Shopping mall in Palmdale, California

Mershops Antelope Valley Mall is a single-level, regional enclosed shopping mall in Palmdale, California, United States, in the Antelope Valley. It is managed by Spinoso Real Estate Group and owned by Mershops. Its buildings take up around 1 e6sqft. Its physical main building, parking lots, and ring road businesses encompass an area a bit less than 0.5 by 0.5 mi.

The mall currently has about 140 stores, with four anchor stores: Macy's, JCPenney, Dillard's, and Dick's Sporting Goods. There is one vacant anchor, Sears, and one anchor under renovation, a former Forever 21, which is set to reopen as a Round 1 in 2026. Old Navy, H&M, and SkyZone are junior anchors. Three other anchors, Bullock's, The Broadway, and J. W. Robinson's, were planned, but never built.

==History==
===Construction and Opening===
Construction of the $75 million, 750,000-square-foot, Antelope Valley Mall, developed by Forest City Enterprises, began in May 1989.

Before the mall had even opened, the developers announced a planned expansion, that would have doubled the mall's size to 1.5 million square feet and added four more anchors. The new wing began construction in 1992, but on a smaller scale, with only two more anchors eventually added.
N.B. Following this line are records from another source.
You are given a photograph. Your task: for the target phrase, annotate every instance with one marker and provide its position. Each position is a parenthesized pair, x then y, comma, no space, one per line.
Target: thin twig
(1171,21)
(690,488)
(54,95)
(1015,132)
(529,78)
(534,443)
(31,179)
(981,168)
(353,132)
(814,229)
JCPenney opened a month ahead the rest of the mall on August 30, 1990, while the mall opened on September 24, 1990. Sears, Harris and Gottschalks also followed with the malls opening, while Mervyn's opened that same year.

Gottschalks bought out Harris in 1998, and its anchor store was rebranded first as Harris-Gottschalks, and later Gottschalks, leaving the mall with two Gottschalks stores.

The first Dillard's in Southern California opened in 1999 in a 2-story building.

===2000s===

In 2007, Mervyn's closed, when the chain filed for Chapter 7 Bankruptcy. Forever 21 opened in its anchor building soon after.

Both Gottschalks anchor stores closed in 2009, when the chain filed for Chapter 11 Bankruptcy. In 2010, Macy's opened in the original Gottschalks anchor.

===2010s===

In 2014, the second Gottschalks anchor store (originally Harris) was subdivided into multiple stores, with Dick's Sporting Goods taking the majority of the space and H&M, SkyZone, and eight other businesses, including restaurants, stores, and services in the remainder.

In 2019, Forever 21 closed, when the chain filed for Chapter 11 Bankruptcy for its first time.

===2020s===

Sears closed their anchor store on September 6, 2020, as part of a plan to close 28 stores nationwide.

In 2022, Bridge Group Investments acquired the mall for $60 million.

In August 2025, it was announced that Round 1 would open in the vacant Forever 21 anchor store.

Around this time, Antelope Valley Mall was rebranded as Mershops Antelope Valley Mall, when Bridge Group Investments rebranded as Mershops, a portfolio-wide change across all of their properties.

It was also announced that the mall would undergo a $10 million renovation, enhancing the common areas, food court, and entrances, and adding more security. This renovation will potentially start in 2026 / 2027.